Overall, I think Guy is onto something when he says people should value the difficulty of implementation and value and proximity of market insight. I also think he’s onto something when he talks about arrogancy affecting the ability of VCs to do the job effectively. But Guy’s characterization overly discriminates against consultants and MBAs. What about the negatives to engineers who only think about technical beauty and miss the market need? What about the salespeople who only sold what the customer already bought and never hunted for a deal?
it’s too bad you had to include those last three sentences. and you’re missing the point.
first, your statements in the final sentences are themselves over generalizations. for such a hypocritical rant you lose any credibility you may have previously established.
second, i believe guy’s point was that people who get an mba and don’t have real world experience in the industry for whicch they would be investing, ought to get some before going into venture capital.
separately, guy’s logic applies to people trying to start a career in any industry. i think it would difficult to cite an example of a person who went directly to undergrad to grad school. and, upon receiving the graduate degree landed a job as ceo of a public company or litigation specialist in an established law firm. it doesn’t happen in the legal field, it doesn’t happen in the medical field and it shouldn’t happen anywhere. it should espcially be avoided in an industry whose job it is to invest other people’s money. in many cases this is state managed employee retirement money and their financial stability. our livelihoods should be in the hands of an experienced investor and an experienced investor should invest in experienced entrepreneurs. succesful entrepreneurs who i know tend to look for experienced investors because they get to parlay that investor’s experience to get such perks as having steve jobs’, jeff bezos’, meg whitman’s door opened. former business people who are board members make for good credible references who prospective customers may want to talk to. this trait or attribute is called wisdom. to me, wisdom is your brains ability to apply experience and knowledge to the decisions that you make.

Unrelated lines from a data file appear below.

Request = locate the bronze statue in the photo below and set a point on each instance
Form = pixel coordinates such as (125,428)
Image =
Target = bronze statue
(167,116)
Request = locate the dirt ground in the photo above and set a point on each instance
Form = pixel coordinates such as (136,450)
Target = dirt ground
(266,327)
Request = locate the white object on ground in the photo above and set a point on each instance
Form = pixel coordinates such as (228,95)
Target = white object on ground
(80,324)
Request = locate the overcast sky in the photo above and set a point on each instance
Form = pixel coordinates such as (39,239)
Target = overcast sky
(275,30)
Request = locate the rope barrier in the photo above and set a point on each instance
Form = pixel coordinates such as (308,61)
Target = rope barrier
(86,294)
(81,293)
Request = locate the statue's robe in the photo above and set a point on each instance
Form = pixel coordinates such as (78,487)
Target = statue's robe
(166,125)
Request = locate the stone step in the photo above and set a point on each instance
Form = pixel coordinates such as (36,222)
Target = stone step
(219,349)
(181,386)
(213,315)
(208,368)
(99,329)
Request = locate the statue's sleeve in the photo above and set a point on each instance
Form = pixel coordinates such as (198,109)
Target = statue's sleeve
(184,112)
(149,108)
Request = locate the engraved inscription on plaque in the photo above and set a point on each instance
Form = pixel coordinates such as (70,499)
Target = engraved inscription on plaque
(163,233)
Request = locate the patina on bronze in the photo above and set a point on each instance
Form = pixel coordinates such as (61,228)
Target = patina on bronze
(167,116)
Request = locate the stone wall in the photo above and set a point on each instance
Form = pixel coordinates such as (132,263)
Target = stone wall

my definition of wisdom minus the experience is arrogance. it’s my definition and i can do what i want with it! 🙂
my $.02
Torno,
Thanks for the comments. All great points. I think I may have misled you and others a bit with my last few sentences. My comments were a bit in jest and only superfically had any substance.
I do think there is a tendency to have a negative opinion of consultants and MBAs. Whether deserved, this is the ground I intended to defend.
MBA and entrepreneurship – this can sometimes be a difficult mix, yet most academic programs have some form of entrepreneurship emphasis in their MBA programs. I know becasue I earned my MBA in entrepreneurship. Here is the real issue I think we are discussing:
The MBA is merely a mechanism to open more doors of opportunity. It is still up to the individual to make the most of the opportunities put in front of them. Entrepreneurship is 10% strategy and 90% execution.
I remember being hired as the CFO for a company founded, owned, and run by a high school drop-out. He asked me why I felt my education could benefit him and his company after he had built it all without a high school education. My answer: “To help him grow it to level he had not ever imagined possible.”
Within two years we have almost tripled sales and quintupled profits. And I can honestly say it was all about implementation. The strategy was clear and occasionally needed a few tweaks, but we worked our tails off executing. And it paid off.
My conclusion – an MBA is only as good as what the person behind the degree brings to the table.
i believe guy’s point was that people who get an MBA and don’t have real world experience in the industry for which they would be investing, ought to get some before going into venture capital.